Mentre lo stemma degli Aurelio è chiaramente visibile nel sarcofaco fontana, uno scudo diviso in due con un busto di leone nella parte superiore e una coda di serpente in basso (fig. 2). 

Fig. 2 Stemma 

In questo bassorilievo si vede un uomo che percuote un'altro con una frusta mentre una figura femmile guarda, forse il rimando a un passato recente della guerra tra la lega di Cambrai e Venezia, o una contrapposizione tra l'ira e l'agitazione e le figure ferme e rigidamente serene della parte superiore del quadro. (fig. 3)

Fig. 3 Bassorilievo

Tutta la composizione è avvolta in un paesaggio squisitamente bucolico, un campagna veneta? I dintorni di Venezia? L'entroterra trevigiano? Non si sa, si è insistentemente cercato un luogo esistente che ricordasse il quadro, invano. È un paesaggio tipicamente giorgionesco questo si, sulla sinistra un castello con un torrione circolare,(fig. 4) un'architettura militaresca probabilmente. 

Fig. 4 Paesaggio

Sulla destra un laghetto con un pastore e due amanti, due cavalieri a caccia con i loro cani. In poco spazio un idillio pastorale vicino ad una scena di caccia un'altra comtrapposizione in questo quadro dagli infiniti rimandi e dualismi (fig. 5).

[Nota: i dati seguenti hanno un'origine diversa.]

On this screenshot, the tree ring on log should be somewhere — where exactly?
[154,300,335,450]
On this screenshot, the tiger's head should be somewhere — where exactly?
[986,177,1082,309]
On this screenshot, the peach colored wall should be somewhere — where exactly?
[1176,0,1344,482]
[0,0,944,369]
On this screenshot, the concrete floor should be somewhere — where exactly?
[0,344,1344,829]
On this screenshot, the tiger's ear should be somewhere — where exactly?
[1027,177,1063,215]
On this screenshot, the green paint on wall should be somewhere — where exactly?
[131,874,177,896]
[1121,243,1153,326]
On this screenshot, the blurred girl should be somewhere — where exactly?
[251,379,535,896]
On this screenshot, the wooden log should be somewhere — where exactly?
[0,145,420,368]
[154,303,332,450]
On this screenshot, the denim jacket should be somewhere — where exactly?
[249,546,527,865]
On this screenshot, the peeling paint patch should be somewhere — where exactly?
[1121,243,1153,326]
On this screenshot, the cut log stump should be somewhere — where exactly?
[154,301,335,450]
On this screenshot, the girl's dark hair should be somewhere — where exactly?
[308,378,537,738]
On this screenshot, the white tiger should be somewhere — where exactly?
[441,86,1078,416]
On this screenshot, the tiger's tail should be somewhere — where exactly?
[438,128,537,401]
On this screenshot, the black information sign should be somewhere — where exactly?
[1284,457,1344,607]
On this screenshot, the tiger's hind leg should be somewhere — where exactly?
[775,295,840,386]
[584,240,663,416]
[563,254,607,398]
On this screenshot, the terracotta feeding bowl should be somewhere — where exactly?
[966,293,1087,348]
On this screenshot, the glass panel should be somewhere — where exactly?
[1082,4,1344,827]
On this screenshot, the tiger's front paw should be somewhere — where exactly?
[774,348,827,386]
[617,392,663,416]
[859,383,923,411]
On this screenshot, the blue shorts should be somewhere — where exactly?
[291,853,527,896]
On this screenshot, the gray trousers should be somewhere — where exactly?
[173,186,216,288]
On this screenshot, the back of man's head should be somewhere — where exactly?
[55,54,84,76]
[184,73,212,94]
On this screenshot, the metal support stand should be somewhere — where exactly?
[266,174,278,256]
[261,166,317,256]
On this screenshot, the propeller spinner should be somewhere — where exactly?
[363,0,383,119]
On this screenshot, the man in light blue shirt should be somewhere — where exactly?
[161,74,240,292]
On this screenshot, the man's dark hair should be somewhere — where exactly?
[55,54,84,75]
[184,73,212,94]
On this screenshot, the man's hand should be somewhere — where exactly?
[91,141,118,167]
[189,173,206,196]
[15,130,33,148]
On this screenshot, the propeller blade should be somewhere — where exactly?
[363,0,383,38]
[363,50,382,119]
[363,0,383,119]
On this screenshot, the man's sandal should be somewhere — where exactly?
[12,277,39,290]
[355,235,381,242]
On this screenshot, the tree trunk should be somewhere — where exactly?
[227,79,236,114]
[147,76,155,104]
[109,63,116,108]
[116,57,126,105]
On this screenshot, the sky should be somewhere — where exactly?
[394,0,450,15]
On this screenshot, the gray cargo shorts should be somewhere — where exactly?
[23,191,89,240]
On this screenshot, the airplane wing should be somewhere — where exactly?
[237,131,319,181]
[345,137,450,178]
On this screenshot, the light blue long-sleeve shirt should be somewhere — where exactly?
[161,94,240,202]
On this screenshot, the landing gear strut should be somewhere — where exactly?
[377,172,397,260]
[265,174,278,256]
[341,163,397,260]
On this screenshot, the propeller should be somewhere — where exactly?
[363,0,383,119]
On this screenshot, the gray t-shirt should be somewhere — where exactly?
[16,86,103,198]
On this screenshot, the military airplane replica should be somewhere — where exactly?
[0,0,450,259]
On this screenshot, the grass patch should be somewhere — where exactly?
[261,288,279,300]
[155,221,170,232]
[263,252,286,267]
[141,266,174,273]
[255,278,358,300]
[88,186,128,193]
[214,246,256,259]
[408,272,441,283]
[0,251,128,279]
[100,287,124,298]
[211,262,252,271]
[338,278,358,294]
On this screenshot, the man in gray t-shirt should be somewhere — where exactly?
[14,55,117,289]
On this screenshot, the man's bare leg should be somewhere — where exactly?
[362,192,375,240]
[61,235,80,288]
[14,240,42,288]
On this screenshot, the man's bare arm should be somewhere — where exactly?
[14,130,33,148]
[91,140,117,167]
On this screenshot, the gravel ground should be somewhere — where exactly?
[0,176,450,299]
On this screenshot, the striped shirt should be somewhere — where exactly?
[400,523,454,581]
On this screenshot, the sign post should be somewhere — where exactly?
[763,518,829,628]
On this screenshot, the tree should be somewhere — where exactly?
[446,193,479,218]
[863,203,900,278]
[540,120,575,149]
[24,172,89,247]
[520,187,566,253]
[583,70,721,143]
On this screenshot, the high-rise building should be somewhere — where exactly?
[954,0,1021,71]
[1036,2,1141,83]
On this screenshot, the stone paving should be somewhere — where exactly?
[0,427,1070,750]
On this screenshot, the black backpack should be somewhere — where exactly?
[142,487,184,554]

Fig. 5 Idillio pastorale e caccia.

In fondo distese di pianura indefinita, con campiture di colore blu.


Bibliografia 

STEFANO ZUFFI, Amore Sacro e Amor Profano, Misteri dell'arte 24 ore cultura, 2012

STEFANO ZUFFI, Tiziano, Mondadori 1991. 

AAVV, Tiziano. Amor sacro e Amor profano, in Cento dipinti, RCS 1998.